From hours of research and those support group discussions, I discovered that Tristan had been on the wrong medication his entire life and not just that but that he had also been over suppressed his entire life…which would explain the two year gap in his growth. His endocrinologist was obviously inexperienced in CAH so we searched out a new doctor. I also learned that not only would the hospital be unaware of how to treat him but any emergency personnel would be as well. They would also not be able to administer his life-saving medication in an emergency because there wasn’t a protocol permitting them to do so.
It was extremely overwhelming and upsetting to find out that my child could die in the very care of individuals that were medically trained to save lives. I am not a medical person by any means…I panic when I have to give blood or have a shot…but I had to learn how to care for my son and I had to find the courage to go out and teach others about how to care for him. I reached out to the fire chief of the department closest to my son’s school and he graciously invited me in to discuss Tristan’s emergency care. They were more than happy to hear about Tristan’s condition and how to help him if they ever need to.
Through a series of events that can only be explained by God’s divine intervention, I have been able to train over 300 EMS personnel in three different fire departments over the past year and a half. They have invited me back to review and re-train soon, as well. In October of last year, a protocol was finalized in one county so that Tristan can receive his medicine from EMS if needed. And in October, I was also appointed, by the State Surgeon General of Florida, the position of Family Representative on the Emergency Medical Services for Children’s Advisory Committee, to have a voice on the emergency care for children in our state. This has opened doors to educating others on adrenal insufficiency that I could have never imagined. I have big goals for the future…training emergency room staff, pushing for state protocols for adrenal insufficiency, finding out more information on the hydrocortisone pump for my son and pushing for an auto-inject of Solu-cortef. By just doing one thing at a time, I have accomplished so much in making sure my son is safe.

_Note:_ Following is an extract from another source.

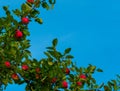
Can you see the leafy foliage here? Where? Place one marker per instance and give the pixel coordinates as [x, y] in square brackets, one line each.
[53, 73]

My advice to other CAH parents…get educated. Do not rely on the medical community to know more than you. Read the book, “Congenital Adrenal Hyperplasia: A Parent’s Guide,” by Scott Rivkees. Learn about your child’s bloodwork. Find support groups through social media or through organizations like MAGIC, AIU or CARES. Practice giving the injection with an orange. And call your local fire chief. You may surprise yourself at the courage you have inside because of your passion and love for your child!
~ Lisa
Robert
My name is Renee Childs Miller and my son, Robert, has adrenal insufficiency. Many such as Robert lack the ability to produce vital hormones such as cortisol, aldosterone, and growth hormone. When injured or ill Robert is at risk for adrenal crisis. Unless prompt and proper treatment, an injection of hydrocortisone, is given within 30 minutes, Robert could become permanently disabled or die.
I was surprised and terrified to find out that in Florida teachers in K-12 public schools are prohibited by law from giving the life saving injection. Also that in Florida EMTs do not have written protocols in place that assure prompt and proper treatment for inviduals and kids with adrenal insufficiency. The severity of adrenal crisis is such that we need protocals in place in Florida. Robert NEEDS them! I hope that you are able to help. Oregon has recently passed such policies and it passed unanimously on both floors with virtually zero opposition. Please help me keep my son and others safe as we begin the new school year!